In my exploratory analysis, I am currently using Gaussian Mixture Model to exclude outliers by plotting the contour plot for each phone model (a total of 4 unique models). I am using these 2 variables (r_max
, b_max
) to detect whether a point is an outlier.
This is my dataset (180 rows, 4 columns):
r_max | b_max | SPAD | model
255.0 | 46.0 | 35.1 | Redmi 5A
198.0 | 36.0 | 32.5 | Vivo 1820
237.0 | 77.0 | 35.8 | CPH1920
255.0 | 79.0 | 30.1 | SM-M105F
This is my code to create a contour plot:
for ph in final_df.model.unique():
dataf = final_df[final_df.model==ph]
dataf = dataf[['r_max', 'b_max', 'SPAD', 'model']]
dataf = dataf[['r_max', 'b_max']].values
#dataf = np.array(dataf).reshape(-1,1)
# fit gaussian mixture model
gmm = mixture.GaussianMixture()
gmm.fit(dataf)
X, Y = np.meshgrid(np.linspace(0, 300), np.linspace(0, 300))
XX = np.array([X.ravel(), Y.ravel()]).T
Z = gmm.score_samples(XX)
Z = Z.reshape(X.shape)
CS = plt.contour(X, Y, -Z, norm=LogNorm(vmax=500), levels=np.logspace(0, 3, 10))
CB = plt.colorbar(CS, shrink= 1.0, extend = 'both')
plt.scatter(dataf[:,0], dataf[:,1], marker = "x", cmap='viridis')
plt.title(f"{ph} : r_max vs b_max")
#ax.set_title(f"{feats[idx]} vs SPAD")
plt.show()
I can create the plots for all models except CPH1920. In this line:
CS = plt.contour(X, Y, -Z, norm=LogNorm(vmax=500), levels=np.logspace(0, 3, 10))
I get this error:
ValueError: min value must be less than or equal to max value
Example of output i get for Redmi 5A:
I'm not sure if I am understanding it correctly, but the points outside the purple circle are outliers right?
Next question, how do I extract which data points are the outliers?

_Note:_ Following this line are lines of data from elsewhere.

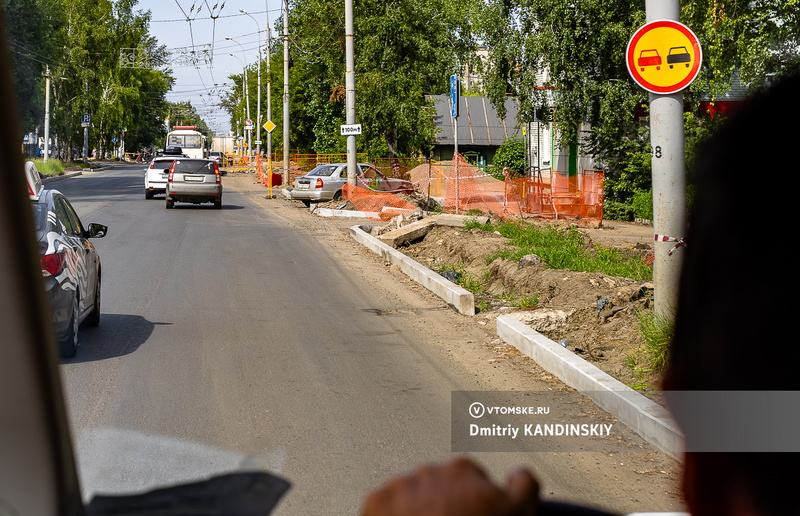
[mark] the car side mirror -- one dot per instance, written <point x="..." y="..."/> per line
<point x="97" y="230"/>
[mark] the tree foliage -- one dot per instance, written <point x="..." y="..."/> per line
<point x="403" y="52"/>
<point x="568" y="55"/>
<point x="80" y="42"/>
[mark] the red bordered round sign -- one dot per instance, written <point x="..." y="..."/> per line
<point x="664" y="56"/>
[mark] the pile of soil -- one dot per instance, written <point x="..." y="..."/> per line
<point x="594" y="315"/>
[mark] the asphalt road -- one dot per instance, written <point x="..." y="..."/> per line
<point x="230" y="340"/>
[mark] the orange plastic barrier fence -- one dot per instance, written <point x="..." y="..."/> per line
<point x="460" y="187"/>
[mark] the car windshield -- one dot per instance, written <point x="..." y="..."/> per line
<point x="324" y="170"/>
<point x="193" y="167"/>
<point x="40" y="216"/>
<point x="163" y="164"/>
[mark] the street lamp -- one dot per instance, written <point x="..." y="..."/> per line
<point x="258" y="106"/>
<point x="246" y="89"/>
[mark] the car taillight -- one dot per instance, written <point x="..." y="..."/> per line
<point x="53" y="264"/>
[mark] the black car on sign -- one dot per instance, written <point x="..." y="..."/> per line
<point x="70" y="263"/>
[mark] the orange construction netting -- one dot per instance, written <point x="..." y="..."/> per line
<point x="466" y="189"/>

I would like to know which points are considered outliers, so I can exclude them in my dataset for EDA. Is there some way to calculate the probability of each point being an outlier then set a threshold if >0.5 is an outlier?
Hoping someone can lend some help here, any help is appreciated!